Objective: Sleep disturbances have been linked with Parkinson's disease (PD) and amyotrophic lateral sclerosis (ALS) in observational studies, and the comorbidity of PD and ALS has been reported in clinical case reports, but the causalities remain unclear. This study aims to examine bidirectional causal relationships between sleep traits, PD and ALS. Methods: Bidirectional two sample Mendelian randomisation (MR) analyses were conducted, with data from individuals of mainly European ancestry. Genetic instruments were obtained from the largest published genome-wide association studies (GWAS) concerning various sleep traits, PD and ALS. MR estimates from each genetic instrument were combined by inverse variance weighted method, with alternate methods (eg, weighted median, MR Egger, MR-PRESSO) and statistical graphs to assess horizontal pleiotropy and remove outliers. Results: MR analysis failed to observe any causal association between sleep disorders and PD, but found a possible causal effect of PD risk on ALS risk (odds ratio [OR] = 1.07; 95% CI: 1.01-1.14, P < 0.01), albeit with a horizontal pleiotropy. Furthermore, MR analyses indicated that excessive daytime sleepiness (EDS) (OR = 2.29; 95% CI: 1.04-5.03, P = 0.04) contributed to a modest increase in risk of ALS, but the reverse causalities were not significant. Higher risk of ALS may be associated with being a "morning person" (OR = 1.03, P = 0.02), a longer sleep duration (OR = 1.01, P < 0.01), and a mean of 9 h or more total sleep duration (beta = 0.02, P = 0.04).

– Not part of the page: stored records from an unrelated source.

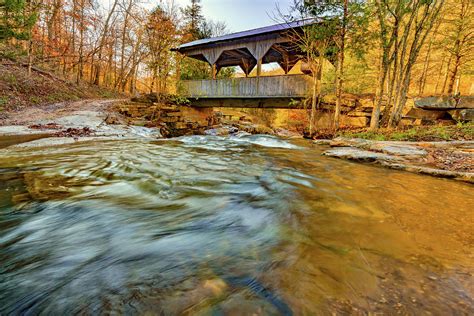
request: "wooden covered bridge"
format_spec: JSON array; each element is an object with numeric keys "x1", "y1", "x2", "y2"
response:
[{"x1": 174, "y1": 20, "x2": 314, "y2": 108}]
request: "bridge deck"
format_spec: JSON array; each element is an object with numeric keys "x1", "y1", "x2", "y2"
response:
[{"x1": 182, "y1": 75, "x2": 311, "y2": 99}]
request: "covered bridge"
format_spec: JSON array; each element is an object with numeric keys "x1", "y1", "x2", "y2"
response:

Conclusions: Aided by large-scale GWAS, a shortage of evidence supporting causal relationships of sleep traits and PD risk, while significant evidence supports that EDS, higher PD risk may causally influence ALS risk. Future researches are required to explore the underlying pathological mechanism as well as the clinically significance, and replicate our findings using independent samples when data become available. (C) 2022 Published by Elsevier B.V.